At the close of evidence, the trial court found that the seller’s agent did not owe a fiduciary duty to the buyer. The buyer’s remaining claims went to the jury.

The jury ruled against the buyer, finding the seller’s agent did not intentionally misrepresent or conceal material facts. The buyer appealed. The appellate court reversed, finding that the seller’s agent owed a fiduciary duty to the buyer.

The Court of Appeal found that these “dual” agents owed a fiduciary duty to both buyer and seller, even though each nominally only represented one or the other. Further, the duties owed by agents were imputed to their broker.

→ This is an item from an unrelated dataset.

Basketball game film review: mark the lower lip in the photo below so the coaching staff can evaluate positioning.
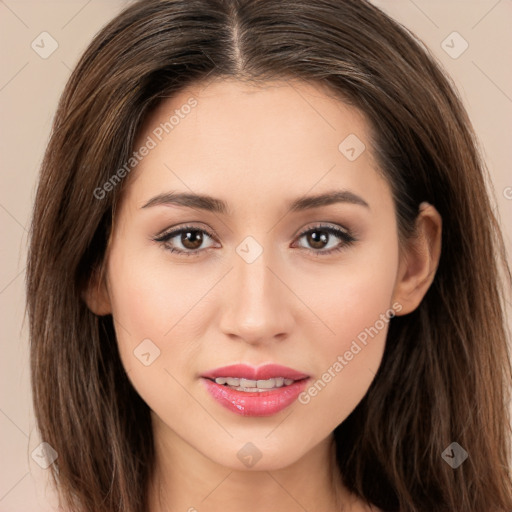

The seller’s agent argued that, even if the trial court erred by striking the fiduciary duty claim, this error was harmless because the jury found that the seller’s agent did not intentionally conceal or misrepresent material facts. The court rejected this argument: Even if the seller’s agent did not intentionally misrepresent or conceal material facts, as a fiduciary, he had an affirmative duty to disclose all material facts. As the court explained:

“The broker as a fiduciary has a duty to learn the material facts that may affect the principal’s decision. He is hired for his professional knowledge and skill; he is expected to perform the necessary research and investigation in order to know those important matters that will affect the principal’s decision, and he has a duty to counsel and advise the principal regarding the propriety and ramifications of the decision. The agent’s duty to disclose material information to the principal includes the duty to disclose reasonably obtainable material information.”

The court found that the seller’s agent breached this duty by failing to communicate to the buyer “all of the material information he knew about the square footage.” The court faulted the seller’s agent for “not even provid[ing] the . . . advice given to other potential purchasers to hire a specialist to verify the square footage.”

The decision highlights the dangers when agents for the same broker represent both buyer and seller. In such a transaction, each agent owes both buyer and seller a fiduciary duty — a duty to act with the highest good faith and undivided service and loyalty — no matter which party the individual agent represents. This duty means that, in addition to not misrepresenting key facts, such as a property’s square footage, an agent must disclose them. This is true even when those facts are uncertain.

Further, the agents’ fiduciary duty is imputed to their broker. If either agent breaches this duty, the broker also is liable.

Given these pitfalls, a broker and its agents must proceed with caution when representing both buyer and seller. Failing to do so can result in a problem worse than not selling the property: lengthy, expensive, and ultimately unsuccessful litigation.